Ryuji Yoshikawa, Yasutomo Imai, Norihiro Kikuchi, Masaaki Tanaka, Hiroyuki Ohshima
Nuclear Technology | Volume 210 | Number 5 | May 2024 | Pages 814-835
Research Article | doi.org/10.1080/00295450.2023.2249707
Articles are hosted by Taylor and Francis Online.
In the study of safety enhancements on advanced sodium-cooled fast reactors (SFRs) by the Japan Atomic Energy Agency (JAEA), it has been essential to clarify the thermal hydraulics under various operating conditions at high and low flow rate conditions in a fuel assembly (FA) with wire-wrapped fuel pins to assess the structural integrity of the fuel pin that achieves a high-performance core with high burnup ratio and high power density. A finite element thermal-hydraulic analysis code named SPIRAL has been developed by JAEA to analyze the detailed thermal-hydraulic phenomena in the FA of a SFR.

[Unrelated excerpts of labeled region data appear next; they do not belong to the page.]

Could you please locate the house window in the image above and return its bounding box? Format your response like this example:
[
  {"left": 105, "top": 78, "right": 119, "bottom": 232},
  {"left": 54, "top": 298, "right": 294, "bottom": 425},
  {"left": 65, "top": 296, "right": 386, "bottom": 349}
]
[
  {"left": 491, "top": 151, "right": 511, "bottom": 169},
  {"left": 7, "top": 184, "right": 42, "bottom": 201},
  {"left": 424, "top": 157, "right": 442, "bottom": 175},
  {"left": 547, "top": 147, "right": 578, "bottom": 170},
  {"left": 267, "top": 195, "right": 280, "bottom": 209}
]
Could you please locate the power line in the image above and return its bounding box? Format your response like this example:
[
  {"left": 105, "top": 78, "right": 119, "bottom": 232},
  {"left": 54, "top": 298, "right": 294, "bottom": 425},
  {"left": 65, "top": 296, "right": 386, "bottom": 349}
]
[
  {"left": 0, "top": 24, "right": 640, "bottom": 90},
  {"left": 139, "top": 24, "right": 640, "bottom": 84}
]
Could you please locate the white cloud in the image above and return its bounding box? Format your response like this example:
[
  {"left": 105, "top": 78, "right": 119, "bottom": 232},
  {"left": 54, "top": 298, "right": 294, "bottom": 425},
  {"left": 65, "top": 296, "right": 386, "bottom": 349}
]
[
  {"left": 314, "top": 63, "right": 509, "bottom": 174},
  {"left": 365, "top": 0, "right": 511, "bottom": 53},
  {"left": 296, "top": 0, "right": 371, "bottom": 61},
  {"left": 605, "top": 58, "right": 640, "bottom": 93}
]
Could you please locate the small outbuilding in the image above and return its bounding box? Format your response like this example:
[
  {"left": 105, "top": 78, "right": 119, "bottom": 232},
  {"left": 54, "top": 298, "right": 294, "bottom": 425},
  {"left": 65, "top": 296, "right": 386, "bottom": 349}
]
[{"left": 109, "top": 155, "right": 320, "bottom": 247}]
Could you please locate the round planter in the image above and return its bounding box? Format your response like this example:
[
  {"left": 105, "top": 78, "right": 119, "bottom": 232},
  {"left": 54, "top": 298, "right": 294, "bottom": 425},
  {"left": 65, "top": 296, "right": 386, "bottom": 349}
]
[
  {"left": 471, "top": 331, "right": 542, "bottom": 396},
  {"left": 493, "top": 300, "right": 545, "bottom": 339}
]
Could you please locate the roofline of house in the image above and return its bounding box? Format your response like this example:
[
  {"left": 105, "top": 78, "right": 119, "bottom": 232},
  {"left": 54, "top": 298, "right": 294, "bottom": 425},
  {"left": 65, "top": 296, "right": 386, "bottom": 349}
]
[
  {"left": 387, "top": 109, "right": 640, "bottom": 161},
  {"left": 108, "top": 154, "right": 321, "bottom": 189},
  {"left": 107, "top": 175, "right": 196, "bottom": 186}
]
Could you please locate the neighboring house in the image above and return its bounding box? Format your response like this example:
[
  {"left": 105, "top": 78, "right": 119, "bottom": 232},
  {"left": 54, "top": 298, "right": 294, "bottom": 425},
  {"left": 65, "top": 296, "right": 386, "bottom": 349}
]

In this study, numerical simulations of 37-pin bundle sodium experiments at different Reynolds (Re) number conditions, including a transitional condition between laminar and turbulent flows and turbulent flow conditions, were performed to validate the developed hybrid k-ε/kθ-εθ turbulence model equipped in SPIRAL to consider the low Re number effect near the wall in the flow and temperature fields. The temperature distributions predicted by SPIRAL were consistent with those measured in the sodium experiments at the Re number conditions. Through the validation study, the applicability of the hybrid turbulence model in SPIRAL to the thermal-hydraulic evaluation of sodium-cooled FAs in a wide range of Re numbers was confirmed.